Hong Kong's Chief Executive Carrie Lam (2nd L) speaks during a press conference on the citys COVID-19 novel coronavirus situation at the government headquarters in Hong Kong on May 5, 2020. Picture: ANTHONY WALLACE / AFP
Hong Kong's Chief Executive Carrie Lam (2nd L) speaks during a press conference on the citys COVID-19 novel coronavirus situation at the government headquarters in Hong Kong on May 5, 2020. Picture: ANTHONY WALLACE / AFP

Hong Kong — Hong Kong leader Carrie Lam moved on Tuesday to loosen curbs on social gatherings and other coronavirus measures, as a lull in infections set the stage for fresh political battles over the future of the Asian financial hub.

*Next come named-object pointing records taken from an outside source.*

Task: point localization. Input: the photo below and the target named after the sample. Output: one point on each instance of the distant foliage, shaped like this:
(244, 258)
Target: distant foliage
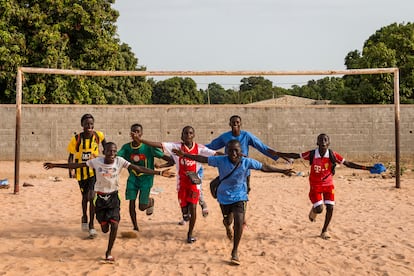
(66, 35)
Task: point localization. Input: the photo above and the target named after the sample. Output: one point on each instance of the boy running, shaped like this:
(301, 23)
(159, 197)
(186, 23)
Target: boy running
(83, 147)
(107, 201)
(142, 155)
(322, 170)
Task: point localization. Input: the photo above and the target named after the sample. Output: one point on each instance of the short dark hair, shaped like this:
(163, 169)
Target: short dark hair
(107, 144)
(233, 142)
(235, 117)
(187, 127)
(87, 116)
(136, 125)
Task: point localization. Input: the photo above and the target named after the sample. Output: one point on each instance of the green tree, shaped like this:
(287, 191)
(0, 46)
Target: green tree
(177, 91)
(65, 34)
(255, 89)
(215, 94)
(391, 46)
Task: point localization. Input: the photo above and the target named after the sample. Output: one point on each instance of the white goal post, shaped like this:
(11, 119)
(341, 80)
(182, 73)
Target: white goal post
(31, 70)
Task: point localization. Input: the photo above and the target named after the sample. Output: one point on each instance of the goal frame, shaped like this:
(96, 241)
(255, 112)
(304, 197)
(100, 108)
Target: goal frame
(92, 73)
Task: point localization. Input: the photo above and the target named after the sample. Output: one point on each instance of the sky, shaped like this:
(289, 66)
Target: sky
(261, 35)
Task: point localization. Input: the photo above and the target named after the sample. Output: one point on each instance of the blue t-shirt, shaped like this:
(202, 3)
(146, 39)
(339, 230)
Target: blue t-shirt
(245, 138)
(233, 188)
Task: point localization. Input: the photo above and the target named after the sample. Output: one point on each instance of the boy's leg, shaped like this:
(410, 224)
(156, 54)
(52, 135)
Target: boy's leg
(193, 216)
(84, 221)
(133, 215)
(238, 213)
(227, 219)
(328, 217)
(131, 193)
(112, 237)
(193, 195)
(203, 203)
(91, 196)
(329, 200)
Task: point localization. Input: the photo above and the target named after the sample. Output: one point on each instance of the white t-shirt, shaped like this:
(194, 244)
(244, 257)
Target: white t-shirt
(107, 175)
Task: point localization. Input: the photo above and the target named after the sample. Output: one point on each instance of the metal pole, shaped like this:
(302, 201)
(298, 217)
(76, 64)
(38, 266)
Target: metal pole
(18, 124)
(397, 127)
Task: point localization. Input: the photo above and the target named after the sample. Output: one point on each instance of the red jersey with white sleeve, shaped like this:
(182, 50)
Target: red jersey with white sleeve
(321, 167)
(186, 164)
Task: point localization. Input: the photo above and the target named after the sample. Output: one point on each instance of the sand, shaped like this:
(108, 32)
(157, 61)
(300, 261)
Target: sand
(372, 229)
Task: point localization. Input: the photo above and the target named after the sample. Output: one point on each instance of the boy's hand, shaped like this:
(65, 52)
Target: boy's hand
(136, 137)
(289, 172)
(47, 166)
(272, 151)
(167, 173)
(178, 152)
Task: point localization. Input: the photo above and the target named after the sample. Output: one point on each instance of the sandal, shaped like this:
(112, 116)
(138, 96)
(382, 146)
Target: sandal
(312, 215)
(92, 233)
(191, 239)
(205, 212)
(150, 209)
(235, 260)
(325, 235)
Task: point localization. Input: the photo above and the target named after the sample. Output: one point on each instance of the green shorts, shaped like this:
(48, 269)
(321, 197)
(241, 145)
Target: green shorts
(141, 184)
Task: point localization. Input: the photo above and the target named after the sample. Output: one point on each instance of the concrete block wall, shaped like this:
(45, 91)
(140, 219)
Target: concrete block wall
(359, 132)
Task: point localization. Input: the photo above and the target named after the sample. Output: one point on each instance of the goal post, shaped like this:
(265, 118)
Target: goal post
(93, 73)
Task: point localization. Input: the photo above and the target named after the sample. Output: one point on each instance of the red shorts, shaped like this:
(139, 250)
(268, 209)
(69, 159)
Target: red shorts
(317, 193)
(188, 193)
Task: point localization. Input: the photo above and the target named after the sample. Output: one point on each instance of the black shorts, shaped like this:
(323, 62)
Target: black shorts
(237, 207)
(107, 207)
(87, 185)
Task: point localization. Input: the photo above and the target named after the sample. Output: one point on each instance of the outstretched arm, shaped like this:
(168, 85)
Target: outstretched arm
(268, 168)
(70, 160)
(357, 166)
(198, 158)
(284, 154)
(140, 169)
(48, 166)
(139, 140)
(170, 162)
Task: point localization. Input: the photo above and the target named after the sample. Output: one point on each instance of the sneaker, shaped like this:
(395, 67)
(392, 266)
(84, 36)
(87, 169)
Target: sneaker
(312, 215)
(186, 217)
(85, 227)
(325, 235)
(150, 209)
(92, 233)
(204, 210)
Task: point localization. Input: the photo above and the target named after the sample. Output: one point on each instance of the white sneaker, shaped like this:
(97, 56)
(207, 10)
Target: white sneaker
(92, 233)
(312, 215)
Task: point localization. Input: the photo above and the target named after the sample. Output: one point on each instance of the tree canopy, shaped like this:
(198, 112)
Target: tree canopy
(67, 35)
(71, 34)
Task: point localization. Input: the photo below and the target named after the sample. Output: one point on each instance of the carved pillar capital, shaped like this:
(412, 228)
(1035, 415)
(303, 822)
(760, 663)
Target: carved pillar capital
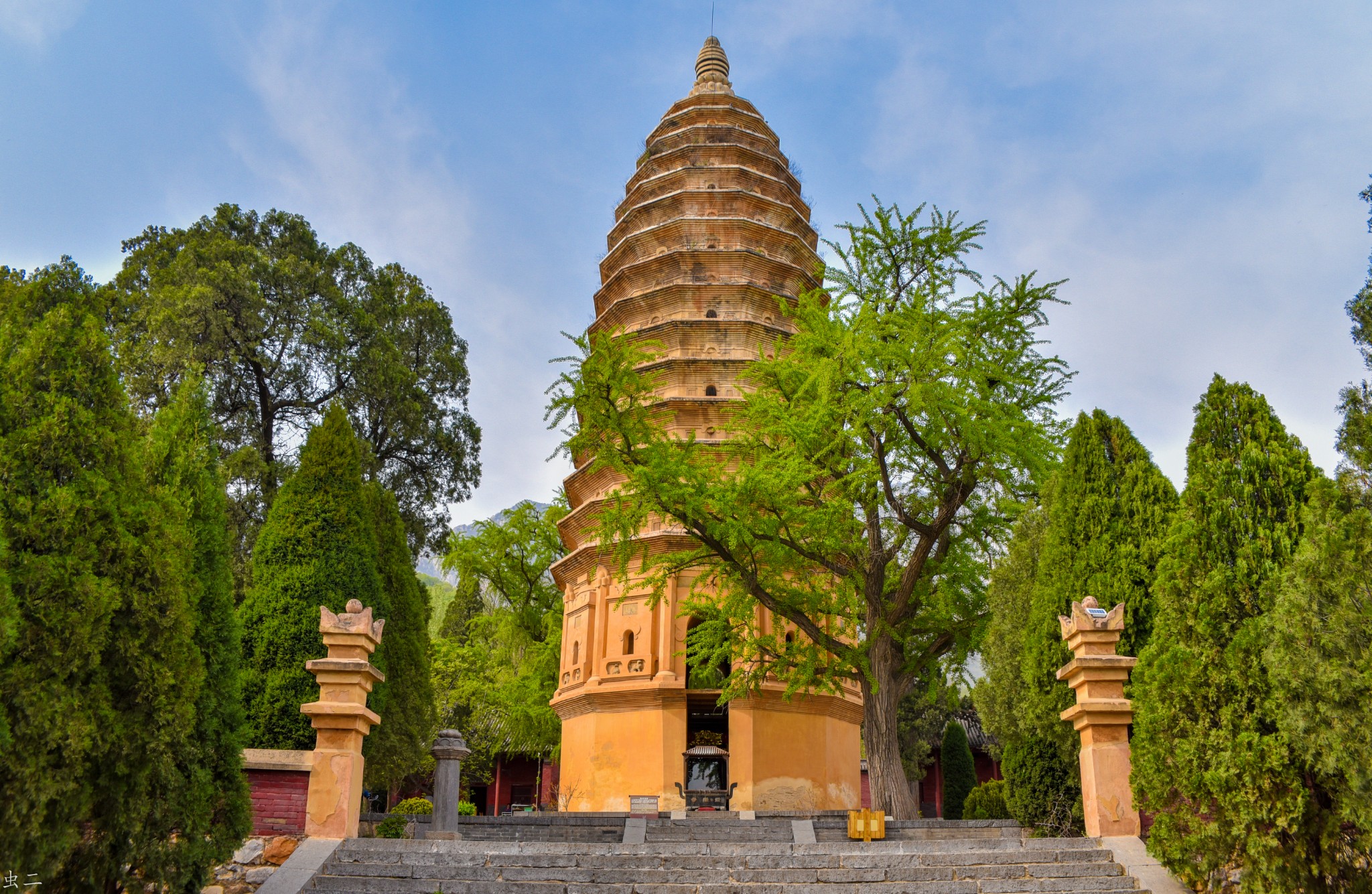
(340, 719)
(1101, 716)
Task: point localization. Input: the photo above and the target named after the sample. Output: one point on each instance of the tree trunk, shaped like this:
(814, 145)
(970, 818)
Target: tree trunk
(885, 772)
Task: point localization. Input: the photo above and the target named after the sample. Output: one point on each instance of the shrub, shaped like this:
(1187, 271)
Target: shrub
(987, 802)
(391, 827)
(959, 769)
(1043, 788)
(415, 806)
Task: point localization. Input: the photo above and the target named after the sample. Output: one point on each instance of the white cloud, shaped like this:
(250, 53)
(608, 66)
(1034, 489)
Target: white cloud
(36, 22)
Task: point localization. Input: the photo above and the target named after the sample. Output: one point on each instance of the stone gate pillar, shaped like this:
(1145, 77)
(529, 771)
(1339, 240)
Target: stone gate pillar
(340, 720)
(449, 751)
(1102, 716)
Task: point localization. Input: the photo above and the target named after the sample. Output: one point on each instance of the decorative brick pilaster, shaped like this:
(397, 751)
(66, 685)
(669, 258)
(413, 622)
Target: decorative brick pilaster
(340, 720)
(1102, 716)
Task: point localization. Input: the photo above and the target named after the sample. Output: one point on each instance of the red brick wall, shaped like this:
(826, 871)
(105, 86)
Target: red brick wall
(279, 801)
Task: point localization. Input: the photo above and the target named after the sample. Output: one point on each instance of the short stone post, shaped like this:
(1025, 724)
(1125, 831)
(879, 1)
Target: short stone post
(340, 720)
(449, 751)
(1101, 715)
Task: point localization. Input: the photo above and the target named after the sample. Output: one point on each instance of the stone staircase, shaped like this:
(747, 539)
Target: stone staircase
(987, 866)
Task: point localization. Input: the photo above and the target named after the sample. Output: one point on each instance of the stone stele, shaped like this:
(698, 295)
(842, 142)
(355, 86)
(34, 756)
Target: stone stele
(340, 720)
(1101, 716)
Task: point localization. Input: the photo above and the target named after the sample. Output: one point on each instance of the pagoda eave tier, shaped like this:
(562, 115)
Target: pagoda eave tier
(592, 481)
(740, 234)
(740, 179)
(585, 560)
(695, 302)
(704, 267)
(712, 205)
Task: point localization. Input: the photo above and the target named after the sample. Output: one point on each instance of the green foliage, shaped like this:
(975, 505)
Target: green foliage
(496, 670)
(1319, 657)
(1043, 788)
(65, 509)
(316, 549)
(113, 603)
(1209, 757)
(1355, 438)
(870, 465)
(987, 802)
(415, 806)
(439, 597)
(281, 325)
(920, 722)
(405, 701)
(959, 769)
(393, 827)
(1107, 518)
(198, 804)
(1004, 691)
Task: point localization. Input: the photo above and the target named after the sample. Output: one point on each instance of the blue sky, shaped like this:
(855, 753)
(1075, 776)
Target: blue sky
(1191, 169)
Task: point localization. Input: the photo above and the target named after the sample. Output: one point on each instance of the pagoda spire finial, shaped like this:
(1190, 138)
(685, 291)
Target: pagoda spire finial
(712, 69)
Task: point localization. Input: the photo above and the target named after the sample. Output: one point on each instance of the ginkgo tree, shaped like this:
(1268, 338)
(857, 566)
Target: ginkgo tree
(872, 469)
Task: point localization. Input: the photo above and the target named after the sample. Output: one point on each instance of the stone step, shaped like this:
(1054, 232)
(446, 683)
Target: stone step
(928, 867)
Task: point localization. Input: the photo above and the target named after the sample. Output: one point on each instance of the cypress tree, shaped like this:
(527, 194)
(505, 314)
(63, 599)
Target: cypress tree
(1105, 531)
(100, 686)
(1002, 693)
(959, 769)
(316, 547)
(1319, 656)
(65, 438)
(405, 700)
(1208, 755)
(201, 808)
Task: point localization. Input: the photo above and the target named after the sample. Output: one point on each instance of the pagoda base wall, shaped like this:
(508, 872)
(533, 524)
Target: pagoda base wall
(799, 755)
(803, 755)
(616, 751)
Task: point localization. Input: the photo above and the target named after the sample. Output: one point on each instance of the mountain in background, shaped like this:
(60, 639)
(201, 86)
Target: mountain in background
(441, 586)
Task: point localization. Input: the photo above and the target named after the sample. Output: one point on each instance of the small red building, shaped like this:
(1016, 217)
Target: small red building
(518, 784)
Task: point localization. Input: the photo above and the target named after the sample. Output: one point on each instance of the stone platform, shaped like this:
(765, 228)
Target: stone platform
(998, 864)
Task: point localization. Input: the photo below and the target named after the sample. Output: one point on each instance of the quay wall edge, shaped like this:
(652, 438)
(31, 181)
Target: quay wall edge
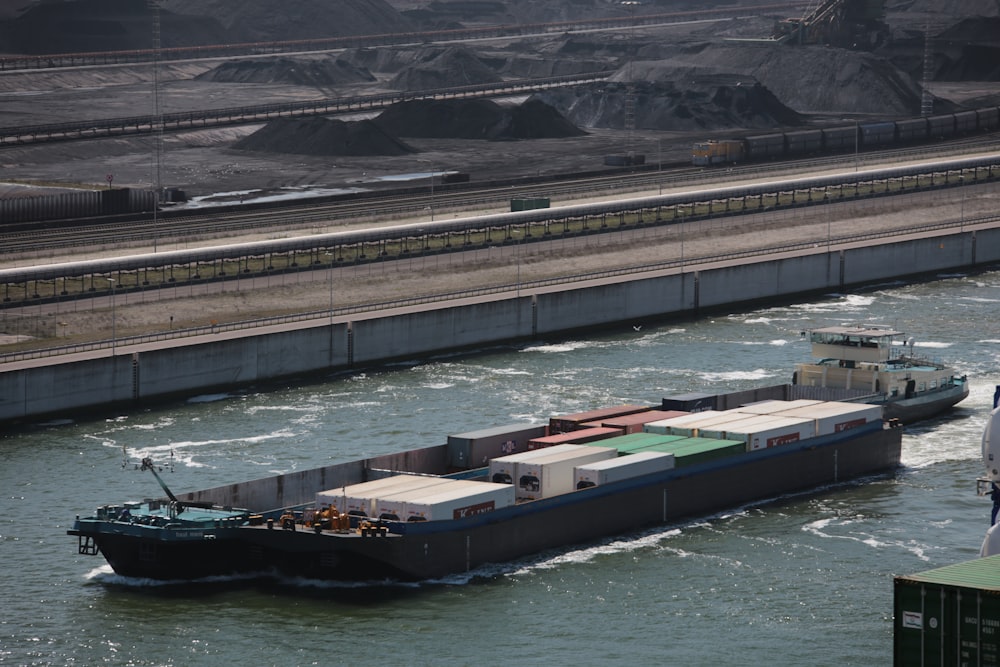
(129, 378)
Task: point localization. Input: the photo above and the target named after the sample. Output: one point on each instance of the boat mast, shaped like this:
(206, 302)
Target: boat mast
(147, 464)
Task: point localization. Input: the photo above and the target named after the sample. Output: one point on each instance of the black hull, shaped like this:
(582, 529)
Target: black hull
(148, 557)
(584, 516)
(912, 410)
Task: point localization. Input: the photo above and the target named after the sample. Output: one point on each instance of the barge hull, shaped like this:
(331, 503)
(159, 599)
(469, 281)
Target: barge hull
(424, 551)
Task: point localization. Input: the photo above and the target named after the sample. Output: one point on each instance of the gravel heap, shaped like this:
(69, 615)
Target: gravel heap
(323, 136)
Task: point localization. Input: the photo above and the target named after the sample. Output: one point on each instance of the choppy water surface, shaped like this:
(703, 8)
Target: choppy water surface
(804, 580)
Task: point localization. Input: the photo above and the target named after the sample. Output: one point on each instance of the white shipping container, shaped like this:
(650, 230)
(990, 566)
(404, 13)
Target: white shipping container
(834, 417)
(552, 475)
(622, 467)
(741, 421)
(699, 427)
(393, 505)
(503, 469)
(359, 498)
(773, 432)
(662, 426)
(770, 407)
(457, 503)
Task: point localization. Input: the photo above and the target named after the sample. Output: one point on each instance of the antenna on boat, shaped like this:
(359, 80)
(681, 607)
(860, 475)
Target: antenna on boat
(147, 464)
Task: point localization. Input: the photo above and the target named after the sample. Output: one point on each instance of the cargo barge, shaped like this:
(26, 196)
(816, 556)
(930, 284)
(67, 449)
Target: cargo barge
(486, 497)
(878, 365)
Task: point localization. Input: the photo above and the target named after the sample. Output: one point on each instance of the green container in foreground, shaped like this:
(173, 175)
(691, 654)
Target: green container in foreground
(948, 616)
(689, 451)
(633, 442)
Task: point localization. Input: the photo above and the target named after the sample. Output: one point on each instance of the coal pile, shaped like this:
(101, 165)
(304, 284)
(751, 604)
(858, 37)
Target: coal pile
(447, 68)
(321, 73)
(476, 119)
(266, 21)
(323, 136)
(970, 51)
(708, 103)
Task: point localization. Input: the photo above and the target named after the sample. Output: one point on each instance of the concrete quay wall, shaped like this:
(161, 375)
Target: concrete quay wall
(58, 387)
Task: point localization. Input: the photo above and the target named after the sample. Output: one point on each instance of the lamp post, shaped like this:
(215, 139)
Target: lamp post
(961, 216)
(517, 257)
(114, 318)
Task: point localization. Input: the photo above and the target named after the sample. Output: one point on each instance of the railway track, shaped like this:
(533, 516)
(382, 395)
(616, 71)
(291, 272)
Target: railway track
(390, 208)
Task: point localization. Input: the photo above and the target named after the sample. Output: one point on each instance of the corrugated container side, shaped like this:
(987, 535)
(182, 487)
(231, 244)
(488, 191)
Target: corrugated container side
(553, 475)
(571, 422)
(503, 469)
(772, 406)
(362, 501)
(948, 616)
(662, 426)
(336, 497)
(693, 402)
(392, 505)
(621, 468)
(697, 427)
(460, 503)
(773, 433)
(699, 450)
(475, 448)
(635, 441)
(633, 423)
(580, 437)
(742, 421)
(833, 417)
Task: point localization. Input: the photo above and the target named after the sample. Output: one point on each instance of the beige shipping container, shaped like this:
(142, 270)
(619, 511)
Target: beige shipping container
(834, 417)
(771, 407)
(358, 498)
(552, 475)
(459, 502)
(392, 505)
(662, 426)
(621, 468)
(503, 469)
(764, 431)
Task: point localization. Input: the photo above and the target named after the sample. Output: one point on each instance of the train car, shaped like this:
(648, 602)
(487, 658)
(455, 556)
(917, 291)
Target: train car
(877, 134)
(804, 142)
(718, 152)
(765, 146)
(941, 127)
(965, 122)
(911, 130)
(838, 139)
(988, 120)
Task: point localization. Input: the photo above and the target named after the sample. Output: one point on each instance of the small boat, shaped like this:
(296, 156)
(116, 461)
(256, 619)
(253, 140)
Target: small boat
(877, 367)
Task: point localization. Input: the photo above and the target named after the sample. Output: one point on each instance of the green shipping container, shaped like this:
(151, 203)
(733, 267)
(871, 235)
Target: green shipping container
(626, 444)
(948, 616)
(690, 451)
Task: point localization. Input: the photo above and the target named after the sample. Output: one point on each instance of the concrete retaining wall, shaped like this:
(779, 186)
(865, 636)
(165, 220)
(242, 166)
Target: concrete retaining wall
(177, 369)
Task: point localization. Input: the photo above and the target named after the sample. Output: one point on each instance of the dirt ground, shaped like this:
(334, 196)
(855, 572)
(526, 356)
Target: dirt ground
(512, 266)
(205, 165)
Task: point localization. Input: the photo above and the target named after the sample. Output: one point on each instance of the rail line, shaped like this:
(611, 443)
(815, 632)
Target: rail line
(172, 225)
(82, 279)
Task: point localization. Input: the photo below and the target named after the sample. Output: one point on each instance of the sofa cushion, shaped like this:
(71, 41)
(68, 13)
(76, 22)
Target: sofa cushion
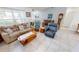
(8, 30)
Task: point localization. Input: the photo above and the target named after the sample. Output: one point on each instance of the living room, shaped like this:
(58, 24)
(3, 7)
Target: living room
(25, 29)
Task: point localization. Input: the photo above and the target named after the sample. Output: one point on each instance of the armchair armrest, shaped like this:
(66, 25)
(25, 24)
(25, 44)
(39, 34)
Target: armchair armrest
(46, 28)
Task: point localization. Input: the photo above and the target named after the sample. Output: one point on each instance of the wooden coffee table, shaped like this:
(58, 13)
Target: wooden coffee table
(27, 37)
(42, 29)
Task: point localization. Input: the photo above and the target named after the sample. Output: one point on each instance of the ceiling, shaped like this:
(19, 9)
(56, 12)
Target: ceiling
(29, 8)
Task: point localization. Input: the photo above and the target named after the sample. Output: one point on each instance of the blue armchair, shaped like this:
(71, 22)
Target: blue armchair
(51, 30)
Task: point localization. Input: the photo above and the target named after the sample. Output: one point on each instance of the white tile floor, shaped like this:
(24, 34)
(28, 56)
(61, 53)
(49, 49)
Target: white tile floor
(64, 41)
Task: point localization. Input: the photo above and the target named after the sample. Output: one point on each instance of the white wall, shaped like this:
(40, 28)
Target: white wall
(71, 19)
(55, 11)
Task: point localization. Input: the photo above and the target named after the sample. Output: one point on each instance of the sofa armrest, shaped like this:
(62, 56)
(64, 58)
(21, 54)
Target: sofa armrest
(5, 37)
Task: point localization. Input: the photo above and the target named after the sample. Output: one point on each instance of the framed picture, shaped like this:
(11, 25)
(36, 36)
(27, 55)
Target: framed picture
(28, 14)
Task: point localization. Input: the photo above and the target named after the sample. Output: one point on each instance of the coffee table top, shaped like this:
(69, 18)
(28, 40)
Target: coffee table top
(24, 36)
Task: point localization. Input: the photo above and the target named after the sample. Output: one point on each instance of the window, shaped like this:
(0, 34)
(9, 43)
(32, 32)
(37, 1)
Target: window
(8, 16)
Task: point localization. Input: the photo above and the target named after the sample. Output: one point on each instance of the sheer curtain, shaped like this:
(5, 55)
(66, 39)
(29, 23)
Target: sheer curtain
(10, 17)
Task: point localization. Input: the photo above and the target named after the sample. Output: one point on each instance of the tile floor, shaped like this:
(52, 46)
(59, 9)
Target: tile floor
(64, 41)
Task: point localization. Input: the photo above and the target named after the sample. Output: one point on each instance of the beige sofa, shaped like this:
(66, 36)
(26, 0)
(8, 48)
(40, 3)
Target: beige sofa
(11, 33)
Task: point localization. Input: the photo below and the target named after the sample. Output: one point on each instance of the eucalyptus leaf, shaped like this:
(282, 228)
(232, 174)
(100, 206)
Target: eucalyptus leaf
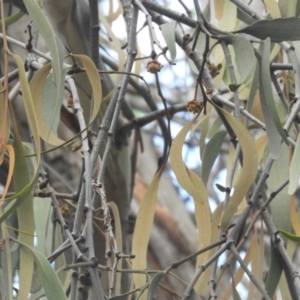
(154, 285)
(290, 236)
(211, 152)
(274, 272)
(168, 32)
(294, 173)
(278, 30)
(47, 276)
(221, 188)
(274, 129)
(244, 56)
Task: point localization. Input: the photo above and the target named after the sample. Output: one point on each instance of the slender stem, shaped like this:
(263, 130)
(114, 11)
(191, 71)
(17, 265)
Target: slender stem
(250, 275)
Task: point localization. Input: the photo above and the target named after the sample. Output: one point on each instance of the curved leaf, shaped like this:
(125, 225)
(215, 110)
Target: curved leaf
(180, 170)
(142, 231)
(278, 30)
(195, 187)
(28, 103)
(168, 32)
(51, 284)
(22, 178)
(47, 33)
(273, 8)
(94, 78)
(274, 272)
(211, 152)
(273, 125)
(248, 172)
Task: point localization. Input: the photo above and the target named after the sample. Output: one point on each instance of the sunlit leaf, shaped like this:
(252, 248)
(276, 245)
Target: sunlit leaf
(228, 19)
(248, 172)
(277, 30)
(95, 82)
(273, 8)
(274, 272)
(294, 172)
(11, 154)
(22, 178)
(219, 7)
(195, 187)
(179, 168)
(28, 103)
(47, 33)
(142, 231)
(235, 294)
(280, 205)
(221, 188)
(294, 217)
(211, 152)
(51, 284)
(168, 32)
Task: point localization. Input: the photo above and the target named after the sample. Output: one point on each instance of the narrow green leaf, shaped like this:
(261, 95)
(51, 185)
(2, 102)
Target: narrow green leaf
(142, 231)
(294, 173)
(219, 8)
(280, 205)
(290, 236)
(47, 33)
(211, 152)
(274, 272)
(235, 294)
(52, 100)
(273, 125)
(247, 173)
(51, 284)
(28, 103)
(220, 188)
(277, 30)
(124, 296)
(154, 285)
(168, 32)
(244, 56)
(22, 178)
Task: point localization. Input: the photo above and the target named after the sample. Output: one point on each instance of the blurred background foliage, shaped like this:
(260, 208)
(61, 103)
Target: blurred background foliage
(149, 150)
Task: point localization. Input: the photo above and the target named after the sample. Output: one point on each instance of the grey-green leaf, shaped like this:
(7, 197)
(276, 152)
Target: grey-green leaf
(294, 173)
(168, 32)
(153, 285)
(210, 154)
(274, 273)
(47, 276)
(278, 30)
(235, 294)
(273, 126)
(244, 54)
(51, 108)
(47, 33)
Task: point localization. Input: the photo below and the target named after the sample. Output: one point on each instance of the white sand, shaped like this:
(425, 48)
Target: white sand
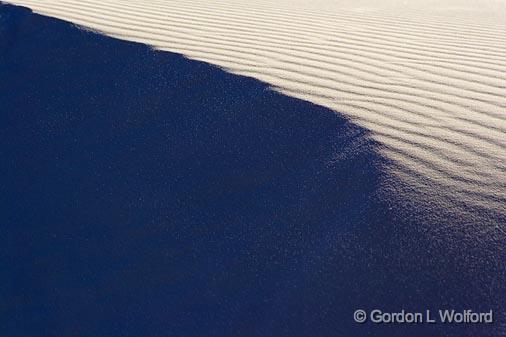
(428, 78)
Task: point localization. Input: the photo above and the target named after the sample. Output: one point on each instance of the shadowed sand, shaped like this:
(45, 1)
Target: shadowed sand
(145, 194)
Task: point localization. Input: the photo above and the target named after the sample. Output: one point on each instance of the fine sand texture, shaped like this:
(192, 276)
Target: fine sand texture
(145, 193)
(428, 78)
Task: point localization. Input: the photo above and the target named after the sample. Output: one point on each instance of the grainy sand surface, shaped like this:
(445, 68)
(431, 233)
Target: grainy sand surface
(428, 78)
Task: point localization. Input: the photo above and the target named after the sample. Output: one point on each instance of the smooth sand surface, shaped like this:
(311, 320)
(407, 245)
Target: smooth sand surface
(428, 78)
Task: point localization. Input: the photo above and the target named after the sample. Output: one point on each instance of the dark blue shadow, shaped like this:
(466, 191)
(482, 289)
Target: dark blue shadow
(145, 194)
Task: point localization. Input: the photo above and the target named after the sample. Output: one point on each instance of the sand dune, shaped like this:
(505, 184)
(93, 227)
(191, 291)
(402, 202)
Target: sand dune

Lam raised the number of people permitted at restaurant tables from to eight from four and said gyms and cinemas would be allowed to reopen. Bars would also reopen with capacity restrictions. Live music performances and dancing will not be permitted. The changes would go into effect Friday. Schools would also resume in phases from May 27.

“Experts are of the view it’s time to relax some of the measures to some extent,” she told reporters. “But I must stress that the epidemic may flip-flop in a way, and we must remain vigilant continuously.”

While relaxing social-distancing measures vindicates Hong Kong’s strategy to fight the virus, it also could facility the return of pro-democracy protests that rocked the former British colony last year. Activists have already held several demonstrations inside mall in recent days, and opposition legislators are hoping to rebuild political mobilisation will that can help them secure a majority on the city’s elected legislative council in September.

Even as Lam prepared to loosen the virus curbs, two of her predecessors led a news conference to announce a new “Hong Kong coalition” of 1,500 business leaders and pro-establishment figures. The group led by former CEOs Tung Chee-hwa and Leung Chun-ying said they wanted to promote economic recovery, oppose violence and support the “one country, two systems” China has used to govern the city since the British left in 1997.

The group’s supporters includes the city’s richest man, Li Ka-shing and his sons Victor Li and Richard Li, as well as members from the Kwok family, which owns the city’s largest developer Sun Hung Kai Properties. It was unclear what role the organisation would play in the upcoming elections, though it planned an event on Saturday to distribute masks.

“It’s for election purposes, to kind of help street-level mobilisation and also on the government campaign theme against the democrats,” said Ma Ngok, a professor at Chinese University of Hong Kong’s department of government and public administration.

“They’re trying to take advantage of the economic situation,” Ma said. “That’s kind of a conservative tone, which I think is in line with the propaganda of the pro-Beijing press in recent weeks.”

The Asian financial hub, which has suffered its worst economic quarter on record, has mostly contained Covid-19 through a mix of early social-distancing measures starting in late January, travel restrictions, contact tracing and mandatory quarantines.

Hong Kong has reported zero new daily cases for 10 of the past 16 days and has not seen a virus-related death since mid-March. Almost all of the newer infections were found in people with a recent travel history.